This afternoon I was helping a friend get his '26 Touring running properly. The car would start and run at a fast idle and seemed to have power when accelerating, But when the throttle was returned to minimum, the engine would die. If you would slowly approach a slow idle, the engine would surge and run rough. I suspected an intake manifold leak, either at the engine or the carb.
What is a good way of determining if there is a leak like this. I seen on youtube methods where you spray carb cleaner on the intake and if the engine speeds up there is a leak, but I'm concerned that with the hot exhaust manifold right there the carb cleaner will ignite and I'll have an even worse problem.
Anyway I removed the intake manifold and found that it was not sealing. After new gaskets etc. and a different carb, the car is running like a champ. The only reason for changing the carb is that I had one that was all set up and I knew it worked.
How do you test for an intake manifold leak?
Bernzomatic torch, UNLIT... the propane will cause a racing condition. Liquid stuff can ignite. Do it from the bottom side.

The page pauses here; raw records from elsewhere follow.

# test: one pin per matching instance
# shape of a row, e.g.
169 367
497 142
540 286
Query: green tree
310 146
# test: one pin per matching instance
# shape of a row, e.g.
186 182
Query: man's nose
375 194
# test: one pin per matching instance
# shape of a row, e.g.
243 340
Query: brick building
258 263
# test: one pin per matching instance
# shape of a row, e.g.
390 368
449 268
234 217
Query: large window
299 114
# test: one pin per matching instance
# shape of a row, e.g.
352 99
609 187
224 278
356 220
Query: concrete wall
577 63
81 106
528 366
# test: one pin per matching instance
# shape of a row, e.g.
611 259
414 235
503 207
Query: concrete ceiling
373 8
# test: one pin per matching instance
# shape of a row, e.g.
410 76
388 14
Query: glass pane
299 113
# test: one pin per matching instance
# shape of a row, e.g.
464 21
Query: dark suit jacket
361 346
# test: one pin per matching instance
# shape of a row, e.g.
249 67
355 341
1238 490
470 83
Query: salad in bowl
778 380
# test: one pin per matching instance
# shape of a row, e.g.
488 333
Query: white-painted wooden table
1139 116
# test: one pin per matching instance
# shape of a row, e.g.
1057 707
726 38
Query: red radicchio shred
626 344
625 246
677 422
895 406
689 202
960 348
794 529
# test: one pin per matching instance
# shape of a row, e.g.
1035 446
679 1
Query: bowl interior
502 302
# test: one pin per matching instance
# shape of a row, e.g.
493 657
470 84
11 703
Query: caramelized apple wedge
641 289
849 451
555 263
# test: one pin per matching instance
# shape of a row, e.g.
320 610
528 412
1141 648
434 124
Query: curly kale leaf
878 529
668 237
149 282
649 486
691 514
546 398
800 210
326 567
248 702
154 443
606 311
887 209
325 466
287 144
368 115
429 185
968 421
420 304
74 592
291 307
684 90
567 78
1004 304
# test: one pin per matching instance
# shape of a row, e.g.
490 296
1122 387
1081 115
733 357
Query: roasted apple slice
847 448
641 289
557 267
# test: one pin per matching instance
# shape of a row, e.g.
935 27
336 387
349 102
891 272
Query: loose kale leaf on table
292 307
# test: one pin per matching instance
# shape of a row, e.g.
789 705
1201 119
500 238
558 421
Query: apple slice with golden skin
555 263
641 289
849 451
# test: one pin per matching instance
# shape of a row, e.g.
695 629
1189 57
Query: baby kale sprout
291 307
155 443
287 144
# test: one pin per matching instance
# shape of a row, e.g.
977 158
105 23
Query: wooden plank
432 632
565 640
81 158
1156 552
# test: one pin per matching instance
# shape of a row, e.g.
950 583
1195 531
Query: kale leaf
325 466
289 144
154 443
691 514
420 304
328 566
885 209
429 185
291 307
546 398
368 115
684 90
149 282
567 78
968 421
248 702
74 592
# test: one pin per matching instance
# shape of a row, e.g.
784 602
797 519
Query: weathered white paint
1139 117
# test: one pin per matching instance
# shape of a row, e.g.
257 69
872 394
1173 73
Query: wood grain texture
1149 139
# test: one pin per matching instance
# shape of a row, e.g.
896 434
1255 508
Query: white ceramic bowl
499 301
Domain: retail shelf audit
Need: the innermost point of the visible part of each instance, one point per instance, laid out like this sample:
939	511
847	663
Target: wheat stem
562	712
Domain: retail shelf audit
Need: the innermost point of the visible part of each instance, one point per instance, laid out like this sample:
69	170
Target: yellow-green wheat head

Wait until the exhaust manifold has cooled down so you can touch it, start the engine and try the spray test before it's getting real hot again
(Usually I test for a leaking intake gasket with starting fluid, but I suppose trooper's propane is safer)
Langs sells an adapter and gauge which can be fit between the carb and intake. It will detect vacuum leaks at the manifold, leaking valves, poor rings, and other maladies.
Yes, Scott's product is the T-Vac! Just don't google that as it brings up some, uh, medical equipment? LOL that you hopefully don't really need. ANYWAY . . . the Model T-Vac is a great diagnostic tool, everyone should have one! I see Lang's carries it now (as they should =) but I bought mine straight from Scott.
I was taught to squirt a small amount of engine oil around the intake manifold where it mates to the block while running. If the engine smooths out then you have found your leak. Since the small amount of oil applied to the manifold has a much higher flash point than solvent, fire danger is virtually non-existent.
Thanks for the help.
I use the unlit propane torch or this is a good place for WD-40, sure smells nice! Ether case, I would check a engine that has been just started, not brought up to temp. first.